Der Minister sei dabei ertappt worden, wie er bei offiziellen Militärveranstaltungen eindöste. Ausserdem habe er Kim Widerworte gegeben. Laut unbestätigten Berichten aus Geheimdienstquellen beging Hyon einen nicht näher spezifizierten Verrat.

Satellitenbilder zeigen Hinrichtungsplatz

Die Exekution in der Militärakademie wurde den Angaben zufolge mit Flakfeuer vollzogen. Unbestätigten Berichten zufolge ist im kommunistischen Nordkorea diese Methode hochrangigen Regierungsvertretern vorbehalten, an denen die Führung ein Exempel statuieren will.
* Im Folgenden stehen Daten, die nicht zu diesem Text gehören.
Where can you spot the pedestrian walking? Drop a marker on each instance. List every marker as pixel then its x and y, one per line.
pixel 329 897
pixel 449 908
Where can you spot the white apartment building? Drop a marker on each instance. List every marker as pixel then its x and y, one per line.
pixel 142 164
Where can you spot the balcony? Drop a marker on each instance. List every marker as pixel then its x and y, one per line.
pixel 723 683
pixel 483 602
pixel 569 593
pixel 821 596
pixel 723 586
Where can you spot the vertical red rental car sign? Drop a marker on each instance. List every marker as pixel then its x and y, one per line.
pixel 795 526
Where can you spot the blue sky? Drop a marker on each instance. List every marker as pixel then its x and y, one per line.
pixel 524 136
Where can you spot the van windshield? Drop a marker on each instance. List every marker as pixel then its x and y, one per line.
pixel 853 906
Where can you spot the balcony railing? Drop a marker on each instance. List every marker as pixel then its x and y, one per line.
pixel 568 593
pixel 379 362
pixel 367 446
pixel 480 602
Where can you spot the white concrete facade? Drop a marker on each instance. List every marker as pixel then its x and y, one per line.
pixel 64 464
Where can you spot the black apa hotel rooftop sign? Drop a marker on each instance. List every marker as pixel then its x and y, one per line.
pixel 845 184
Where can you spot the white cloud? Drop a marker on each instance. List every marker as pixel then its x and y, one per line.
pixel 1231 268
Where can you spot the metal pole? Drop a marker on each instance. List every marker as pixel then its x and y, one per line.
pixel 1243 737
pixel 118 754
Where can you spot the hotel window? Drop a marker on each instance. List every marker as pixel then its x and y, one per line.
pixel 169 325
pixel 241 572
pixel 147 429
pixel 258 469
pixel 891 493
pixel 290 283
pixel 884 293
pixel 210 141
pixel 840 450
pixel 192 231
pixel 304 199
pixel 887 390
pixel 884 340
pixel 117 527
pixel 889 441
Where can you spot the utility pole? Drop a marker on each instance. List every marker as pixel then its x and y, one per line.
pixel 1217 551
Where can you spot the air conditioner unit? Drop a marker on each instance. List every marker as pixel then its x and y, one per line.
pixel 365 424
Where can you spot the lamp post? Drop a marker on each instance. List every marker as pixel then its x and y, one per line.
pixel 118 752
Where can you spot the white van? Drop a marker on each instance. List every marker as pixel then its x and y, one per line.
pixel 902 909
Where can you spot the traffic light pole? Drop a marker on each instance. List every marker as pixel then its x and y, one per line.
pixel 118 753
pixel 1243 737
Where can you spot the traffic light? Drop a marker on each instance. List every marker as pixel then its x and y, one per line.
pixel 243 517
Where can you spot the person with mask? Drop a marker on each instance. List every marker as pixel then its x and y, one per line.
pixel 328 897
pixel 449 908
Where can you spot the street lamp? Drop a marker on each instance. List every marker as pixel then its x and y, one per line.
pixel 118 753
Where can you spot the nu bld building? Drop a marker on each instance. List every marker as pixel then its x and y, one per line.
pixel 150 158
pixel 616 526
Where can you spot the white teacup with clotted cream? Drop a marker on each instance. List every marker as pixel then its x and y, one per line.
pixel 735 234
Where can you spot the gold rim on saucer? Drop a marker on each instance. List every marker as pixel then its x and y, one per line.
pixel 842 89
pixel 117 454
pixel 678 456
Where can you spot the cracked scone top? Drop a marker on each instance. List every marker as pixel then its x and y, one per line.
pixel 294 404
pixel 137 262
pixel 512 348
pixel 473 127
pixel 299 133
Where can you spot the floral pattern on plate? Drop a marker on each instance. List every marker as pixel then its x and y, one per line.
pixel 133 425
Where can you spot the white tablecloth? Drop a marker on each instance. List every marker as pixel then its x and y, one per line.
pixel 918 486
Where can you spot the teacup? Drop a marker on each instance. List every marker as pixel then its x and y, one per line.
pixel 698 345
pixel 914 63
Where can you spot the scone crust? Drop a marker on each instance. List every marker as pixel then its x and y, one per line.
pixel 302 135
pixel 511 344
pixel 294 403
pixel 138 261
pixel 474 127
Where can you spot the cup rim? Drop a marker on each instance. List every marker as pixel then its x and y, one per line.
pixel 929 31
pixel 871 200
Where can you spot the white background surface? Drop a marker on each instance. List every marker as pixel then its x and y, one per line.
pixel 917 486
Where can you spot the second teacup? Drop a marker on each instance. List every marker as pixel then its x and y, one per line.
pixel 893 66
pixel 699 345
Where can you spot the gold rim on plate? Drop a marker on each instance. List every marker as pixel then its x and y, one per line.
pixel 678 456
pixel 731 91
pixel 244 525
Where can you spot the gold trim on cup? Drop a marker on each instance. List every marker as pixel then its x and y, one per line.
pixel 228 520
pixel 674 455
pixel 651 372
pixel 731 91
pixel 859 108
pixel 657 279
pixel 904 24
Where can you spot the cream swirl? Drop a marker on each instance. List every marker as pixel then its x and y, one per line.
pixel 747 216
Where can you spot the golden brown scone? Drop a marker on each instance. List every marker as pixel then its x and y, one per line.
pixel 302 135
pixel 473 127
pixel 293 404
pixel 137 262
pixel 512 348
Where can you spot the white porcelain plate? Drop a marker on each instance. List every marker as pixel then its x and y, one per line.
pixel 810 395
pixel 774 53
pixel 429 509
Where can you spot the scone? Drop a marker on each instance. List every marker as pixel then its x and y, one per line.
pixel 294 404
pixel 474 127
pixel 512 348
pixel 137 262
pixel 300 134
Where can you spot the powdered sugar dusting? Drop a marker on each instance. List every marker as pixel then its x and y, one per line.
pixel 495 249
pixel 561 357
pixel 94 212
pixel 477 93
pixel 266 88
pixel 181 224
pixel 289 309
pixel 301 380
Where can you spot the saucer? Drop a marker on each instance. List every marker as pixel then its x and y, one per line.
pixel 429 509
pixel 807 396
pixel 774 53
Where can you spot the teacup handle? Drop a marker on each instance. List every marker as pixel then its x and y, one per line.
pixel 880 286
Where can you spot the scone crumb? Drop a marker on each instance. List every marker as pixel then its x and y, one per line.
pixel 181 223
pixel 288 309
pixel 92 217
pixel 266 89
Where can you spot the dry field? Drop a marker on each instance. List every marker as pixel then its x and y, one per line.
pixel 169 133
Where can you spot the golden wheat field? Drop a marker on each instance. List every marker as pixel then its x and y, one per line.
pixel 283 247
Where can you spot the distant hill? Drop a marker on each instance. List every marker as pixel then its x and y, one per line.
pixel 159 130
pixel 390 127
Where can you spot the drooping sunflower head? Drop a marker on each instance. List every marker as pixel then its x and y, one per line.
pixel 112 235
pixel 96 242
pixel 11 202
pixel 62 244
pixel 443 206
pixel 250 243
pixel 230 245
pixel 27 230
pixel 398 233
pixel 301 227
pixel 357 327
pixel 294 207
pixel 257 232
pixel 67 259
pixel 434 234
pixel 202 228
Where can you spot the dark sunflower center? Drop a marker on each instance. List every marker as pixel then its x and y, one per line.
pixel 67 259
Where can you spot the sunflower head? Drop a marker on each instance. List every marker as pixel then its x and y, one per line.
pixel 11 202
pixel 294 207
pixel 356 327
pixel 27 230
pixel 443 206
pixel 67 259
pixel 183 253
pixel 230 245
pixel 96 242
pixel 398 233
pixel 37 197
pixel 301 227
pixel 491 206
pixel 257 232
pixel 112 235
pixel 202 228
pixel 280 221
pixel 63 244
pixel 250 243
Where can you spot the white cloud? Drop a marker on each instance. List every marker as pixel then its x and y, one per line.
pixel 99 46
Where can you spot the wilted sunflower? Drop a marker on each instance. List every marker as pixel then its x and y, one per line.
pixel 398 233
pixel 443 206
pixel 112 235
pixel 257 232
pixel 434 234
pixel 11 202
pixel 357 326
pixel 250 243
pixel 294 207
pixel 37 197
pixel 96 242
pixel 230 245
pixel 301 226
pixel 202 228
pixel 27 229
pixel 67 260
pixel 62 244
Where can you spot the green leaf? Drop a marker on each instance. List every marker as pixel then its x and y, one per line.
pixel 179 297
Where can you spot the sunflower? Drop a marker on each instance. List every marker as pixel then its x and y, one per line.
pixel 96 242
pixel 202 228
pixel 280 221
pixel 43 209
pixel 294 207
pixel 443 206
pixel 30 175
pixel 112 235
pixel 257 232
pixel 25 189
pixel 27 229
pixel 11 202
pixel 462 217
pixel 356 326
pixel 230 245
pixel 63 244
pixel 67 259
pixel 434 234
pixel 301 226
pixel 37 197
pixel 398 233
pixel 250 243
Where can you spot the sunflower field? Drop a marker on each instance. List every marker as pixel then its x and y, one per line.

Im April hatte die in den USA ansässige Organisation Commitee for Human Rights in Korea Satellitenbilder von Mitte Oktober veröffentlicht, die die Militärakademie zeigten. Zu sehen war eine Schiessanlage mit Flugabwehrgeschützen, die offenbar in Vorbereitung einer Hinrichtung aufgereiht waren.

Ende April war aus südkoreanischen Geheimdienstkreisen verlautet, dass Kim 15 Widersacher aus den Reihen der Regierung habe hinrichten lassen, darunter zwei Vize-Minister. Sie hätten sich über Kims Anweisungen beklagt.

Respekt durch Hinrichtungen?

«Die Hinrichtungen zeigen, dass innerhalb der nordkoreanischen Machtelite Vieles in Bewegung ist», sagt der Journalist und Nordkorea-Kenner Martin Fritz in Tokio. Kim habe innerhalb der Elite keine eigene Machtbasis, er sei einfach zu jung. Hinzu komme, dass der Staatschef immer noch daran sei, die älteren Generäle und Offiziellen zu ersetzen.

«Seit Kim vor drei Jahren an die Macht gekommen ist, häufen sich Berichte, wonach die Nordkoreaner vor dem neuen Führer keinen Respekt haben», ergänzt Fritz.

Kim habe wohl zu lange im Ausland gelebt, kenne sich innerhalb Nordkoreas zu wenig aus und werde von den Menschen auch nicht respektiert. Diesen Respekt versuche sich der Machthaber womöglich durch die vielen Hinrichtungen zu verschaffen.

Gescheiterte Moskau-Mission als Hinrichtungsgrund

Hyon hatte den Posten des Verteidigungsministers erst vor knapp einem Jahr übernommen. Zuletzt wurde er bei Musikaufführungen am 27. und 28. April in der Öffentlichkeit gesehen.

In Nordkorea ist der Verteidigungsminister vor allem für die Logistik und den internationalen Austausch der Armee zuständig. Die Ausrichtung der Verteidigungspolitik obliegt der mächtigen Nationalen Verteidigungskommission und der Zentralen Militärkommission der Kommunistischen Partei.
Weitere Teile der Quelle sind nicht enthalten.